Читаю. Пятнадцатого Маннергейм в сопровождении генерала Вильхо Петера Неннонена отправился проверять укрепления на новой границе с СССР. На обратном пути под машиной взорвался фугас. Неннонен погиб на месте. Маннергейм был доставлен в ближайшую больницу. Прооперирован. Состояние крайне тяжелое. Идёт следствие. Маршала замещает генерал Мальберг, из финских егерей[4], сторонник националистов. Калста, Райкас и Косола[5] сейчас в Хельсинки, руководят чисткой. Арестовывают всех, кого можно заподозрить в симпатиях СССР, в первую очередь чистят правительство, полицию и армию. Мальберг и министр обороны Вальден их поддерживают. Источник переходит на нелегальное положение и просит срочную эвакуацию. Ну что же, это я ему обеспечу. Очень ценный товарищ.

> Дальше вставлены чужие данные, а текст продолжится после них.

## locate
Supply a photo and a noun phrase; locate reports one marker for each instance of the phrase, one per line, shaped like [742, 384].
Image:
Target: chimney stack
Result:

— Думаю, что завтра газеты и радио Финляндии найдут в произошедшем руку СССР. — Лаврентий Павлович иногда любит подчеркивать очевидные вещи. — Вы понимаете, что это требует нашего особого внимания?
— Я думаю, что пора начинать информационную войну. По всем фронтам.

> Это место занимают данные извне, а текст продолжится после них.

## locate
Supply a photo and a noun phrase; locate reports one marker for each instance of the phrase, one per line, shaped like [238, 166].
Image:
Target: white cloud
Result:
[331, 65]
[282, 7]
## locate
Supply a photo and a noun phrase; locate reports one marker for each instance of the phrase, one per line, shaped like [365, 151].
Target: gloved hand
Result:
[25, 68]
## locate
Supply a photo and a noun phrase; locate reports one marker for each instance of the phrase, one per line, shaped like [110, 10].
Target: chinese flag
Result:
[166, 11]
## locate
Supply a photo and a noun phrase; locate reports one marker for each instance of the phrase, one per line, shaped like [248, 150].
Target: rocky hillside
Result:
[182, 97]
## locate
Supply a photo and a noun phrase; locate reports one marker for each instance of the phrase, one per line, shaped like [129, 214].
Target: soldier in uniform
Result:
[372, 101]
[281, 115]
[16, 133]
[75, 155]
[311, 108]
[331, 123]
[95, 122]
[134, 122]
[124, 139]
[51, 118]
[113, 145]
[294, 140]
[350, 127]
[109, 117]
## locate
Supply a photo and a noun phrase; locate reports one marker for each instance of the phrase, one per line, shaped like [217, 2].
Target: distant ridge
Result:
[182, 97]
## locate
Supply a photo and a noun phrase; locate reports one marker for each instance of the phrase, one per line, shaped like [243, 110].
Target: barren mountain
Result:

В Москву мы вылетели одним рейсом. Там поздно вечером нас застали первые официальные сообщения из Хельсинки. Как и предполагалось, было объявлено о смерти Маннергейма и Неннонена, а в покушении на их жизнь обвинялись финские коммунисты и руководство СССР, которое было недовольно силой финского духа и стремилось ослабить обороноспособность маленькой гордой северной страны, которая и страной-то стала по воле Германии и с согласия большевиков. Но об этом сейчас никто не вспоминал. Было объявлено о чрезвычайном положении и о том, что все «красные» в Финляндии находятся вне закона и на них практически была объявлена охота, к которой призвали шюцкор, а тот с удовольствием на призыв отозвался. В армии шла чистка от маннергеймцев и от тех, кто проходил службу в российской императорской армии. Из их числа остались только самые ярые националисты, которые имели связи с «егерями» и «лапуанцами».

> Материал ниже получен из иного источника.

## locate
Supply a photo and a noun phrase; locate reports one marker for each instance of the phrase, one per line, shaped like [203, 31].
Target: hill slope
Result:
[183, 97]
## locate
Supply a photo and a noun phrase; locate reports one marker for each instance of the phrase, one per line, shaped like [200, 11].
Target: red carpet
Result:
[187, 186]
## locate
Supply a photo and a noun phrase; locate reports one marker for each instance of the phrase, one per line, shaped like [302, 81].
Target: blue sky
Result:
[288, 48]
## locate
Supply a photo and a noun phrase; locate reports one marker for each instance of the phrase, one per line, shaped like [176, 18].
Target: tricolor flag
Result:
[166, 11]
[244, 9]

— Что из этого следует? — вопрос, поставленный Сталиным на почти ночном совещании, на котором присутствовали Молотов, Берия и я, требовал немедленного ответа. Беру ответ на себя.
— Это означает, что надежды на нейтралитет Финляндии не оправдались. В военном плане результат этой акции приведет к тому, что финская армия будет вести активные боевые действия против нас. Из всех союзников Германии финская армия наиболее боеготовая и сильно мотивирована на реванш в Зимней войне. Поэтому нам придется сосредоточить на Севере серьезные силы. И Ленинград будет опять находиться под угрозой дара врага. Я вижу единственный выход — это очень быстро вывести Финляндию из войны. Настолько быстро, чтобы Германия не успела прийти на помощь. Более того, считаю необходимым продумать прорыв к источникам шведского железа, чтобы оставить Германию без качественного металла. Нам нужен только официальный повод забыть о нейтралитете Швеции. Генеральный штаб уже начал разрабатывать соответствующие планы. Я считаю, что нам надо сделать максимум для того, чтобы зафиксировать репрессии против мирных финских граждан за их убеждения. Начать в прессе кампанию по освещению порядков в концлагерях, которые уже, по нашим данным, организуется для русских и евреев. Нам нужен серьезный повод, чтобы сделать Финляндию и ее патрона, Швецию, абсолютно нейтральными государствами.